Next week, the curtain will come down on the racing world for 2015 once and for all with the world’s best horses and the world’s best races of the last year to be celebrated at a ceremony in London on Tuesday.
The racehorses are all but locked in: Triple Crown winner American Pharoah will be number one, Derby and Arc winner Golden Horn will be number two, and two-time Arc winner Treve is likely to hold down third.
As for the races, though, they will be recognised for the first time – if it is possible to recognise a race by itself – with the awarding of the Longines World’s Best Race award, joining the World’s Best Racehorse and the World’s Best Jockey in the Longines stable.
The idea of the world’s best race got us thinking: what makes a race great? Is it prize money? Prestige? Impact? History? And what gives one factor precedence over another?
Is it even possible to quantify the world’s best race, anyway?
For the Longines award next week, the World’s Best Race is judged on ratings for the past three years, as determined by the world’s handicappers. In effect, it is a subjective view, as much as they would like to claim it to be objective – when rating races, it is nigh on impossible to have full impartiality.
Last year, the top 10 races were the Juddmonte International, the Prix de l’Arc de Triomphe, the Champion Stakes, the Breeders’ Cup Classic, the Prince Of Wales’s Stakes, the Prix Jacques Le Marois, the King George VI & Queen Elizabeth Stakes, the Japan Cup, the Breeders' Cup Turf and the Irish Champion Stakes.
For the full top 100 in order from 2012-2014, click here.
It is only this year that more of an effort is being made to highlight numero uno on the list.
But do ratings make a race the best in the world? Or are there other factors that should be at play?
What about the race with the highest turnover in the world? That distinction falls to the Arima Kinen, Japan’s end-of-year clash of the stars, which attracted a whopping 41 billion yen (HK$2 billion) in bets late last month. But it only ranks 11th on ratings – and is not even first in Japan, with the Japan Cup up in seventh.
Perhaps it is the race that gets the most attention outside the industry, in the public sphere?
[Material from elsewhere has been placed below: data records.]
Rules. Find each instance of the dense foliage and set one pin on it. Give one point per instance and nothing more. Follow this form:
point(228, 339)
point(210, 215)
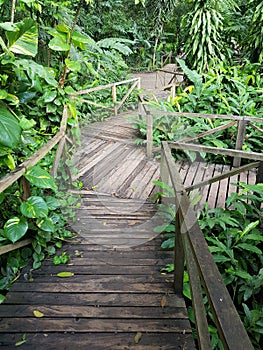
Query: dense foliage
point(235, 240)
point(50, 49)
point(44, 57)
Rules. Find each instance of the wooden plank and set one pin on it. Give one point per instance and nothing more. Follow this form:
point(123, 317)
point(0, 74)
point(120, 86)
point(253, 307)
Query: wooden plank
point(98, 341)
point(90, 270)
point(118, 177)
point(224, 175)
point(83, 325)
point(110, 147)
point(94, 299)
point(209, 132)
point(83, 311)
point(93, 286)
point(78, 278)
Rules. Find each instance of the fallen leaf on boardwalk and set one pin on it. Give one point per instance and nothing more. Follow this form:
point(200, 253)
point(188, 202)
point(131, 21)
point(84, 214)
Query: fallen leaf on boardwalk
point(163, 301)
point(65, 274)
point(38, 314)
point(132, 223)
point(137, 337)
point(22, 341)
point(78, 253)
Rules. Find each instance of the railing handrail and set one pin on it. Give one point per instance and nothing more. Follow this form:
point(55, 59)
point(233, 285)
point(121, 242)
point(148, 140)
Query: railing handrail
point(241, 121)
point(113, 86)
point(21, 169)
point(199, 261)
point(103, 87)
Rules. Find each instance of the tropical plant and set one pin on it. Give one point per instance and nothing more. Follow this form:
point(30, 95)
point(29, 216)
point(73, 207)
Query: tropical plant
point(204, 46)
point(234, 238)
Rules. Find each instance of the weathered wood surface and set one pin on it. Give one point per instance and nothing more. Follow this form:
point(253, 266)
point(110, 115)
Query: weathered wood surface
point(214, 194)
point(110, 161)
point(117, 289)
point(112, 296)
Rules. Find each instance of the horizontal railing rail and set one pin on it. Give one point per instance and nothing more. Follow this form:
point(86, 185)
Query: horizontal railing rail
point(61, 140)
point(113, 86)
point(191, 247)
point(241, 122)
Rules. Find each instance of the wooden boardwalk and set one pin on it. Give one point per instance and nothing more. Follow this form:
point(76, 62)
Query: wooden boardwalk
point(117, 297)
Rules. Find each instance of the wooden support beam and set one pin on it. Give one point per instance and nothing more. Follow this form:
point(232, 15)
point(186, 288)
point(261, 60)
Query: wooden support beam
point(215, 150)
point(223, 176)
point(149, 123)
point(239, 141)
point(231, 330)
point(114, 99)
point(209, 132)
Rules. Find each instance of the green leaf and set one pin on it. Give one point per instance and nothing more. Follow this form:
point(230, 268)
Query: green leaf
point(3, 94)
point(46, 224)
point(15, 229)
point(9, 26)
point(74, 66)
point(24, 40)
point(40, 178)
point(52, 202)
point(34, 207)
point(169, 243)
point(249, 227)
point(251, 248)
point(10, 130)
point(2, 298)
point(26, 124)
point(59, 44)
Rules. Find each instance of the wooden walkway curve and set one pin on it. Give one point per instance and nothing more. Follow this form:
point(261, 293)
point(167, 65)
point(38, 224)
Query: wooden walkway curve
point(117, 297)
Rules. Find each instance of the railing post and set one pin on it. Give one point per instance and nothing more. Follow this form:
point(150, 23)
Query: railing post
point(139, 83)
point(240, 140)
point(149, 136)
point(178, 256)
point(114, 99)
point(25, 186)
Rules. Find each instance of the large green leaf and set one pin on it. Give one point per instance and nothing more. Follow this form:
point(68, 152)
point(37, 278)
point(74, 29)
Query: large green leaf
point(58, 44)
point(35, 71)
point(40, 178)
point(24, 40)
point(34, 207)
point(15, 229)
point(10, 130)
point(46, 224)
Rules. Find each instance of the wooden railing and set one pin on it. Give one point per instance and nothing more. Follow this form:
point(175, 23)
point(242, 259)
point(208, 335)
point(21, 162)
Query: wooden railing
point(240, 121)
point(113, 86)
point(8, 180)
point(61, 139)
point(191, 247)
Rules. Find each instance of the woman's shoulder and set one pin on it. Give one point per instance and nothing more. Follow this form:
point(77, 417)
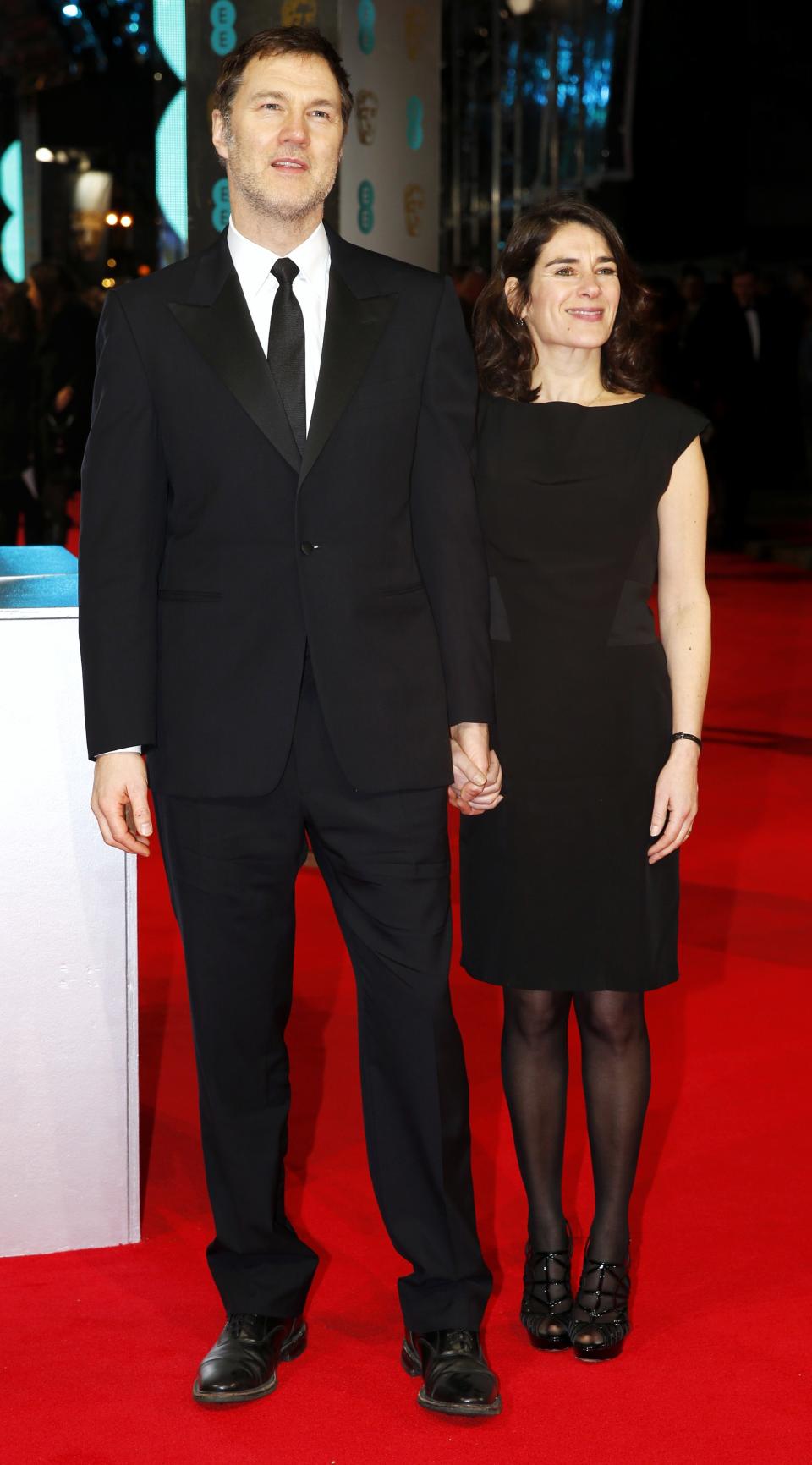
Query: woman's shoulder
point(676, 416)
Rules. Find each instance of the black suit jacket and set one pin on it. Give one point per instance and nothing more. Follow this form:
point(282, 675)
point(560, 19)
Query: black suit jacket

That goes to the Melbourne Cup, a handicap, the race that stops a nation (or two, if New Zealand is included). But as a handicap, it ranks dismally – it is 69th in the world on ratings, not even the world’s highest handicap, and 17th in Australia alone.
Maybe it should be the world’s richest race? That goes to the US$10 million Dubai World Cup quite comfortably, but it would be hard to argue that the race has deserved such a billing as the world’s greatest race in recent years. The ratings suggest it, too, with the race ranked number 21 in the world.
Whatever the criteria, though, there is no doubt that the Arima Kinen, Melbourne Cup and Dubai World Cup could each lay claims to being the world’s greatest race without too much argument.
Under the conditions of the award, and given the inherent bias towards European racing in these ratings – last year, 10 of the top 15 races were in the UK or France – it will be a European race that is given the title “World’s Best Race”.
And in all likelihood, the Prix de l’Arc de Triomphe will win the gong based on ratings, especially given it arguably attracted the best field in the world in 2015 – think along the lines of two Derby winners, a two-time Arc winner, an Arc runner-up, a Prince Of Wales’s Stakes winner, a Breeders’ Cup Turf winner and a Sheema Classic winner.
The Arc’s rating dropped sharply in 2012, when Solemia fought back to beat Orfevre, but given it is not included for consideration this year the Arc should be back on top of the world.
And it is hard to argue the Arc’s place at the head of affairs, really. It is Europe’s championship contest, their heavyweight battle to decide who is the equine king of the world.
But while the Arc is deserving of its place, it is just as clear that ratings are not the be all and end all when it comes to deciding the world’s greatest races, and can only be considered a guide.
In the end, a great race comes down to so much more than handicapping ratings, and it is the variety of identifying features – the prize money, the prestige, the impact, the history – that makes the world’s top races great.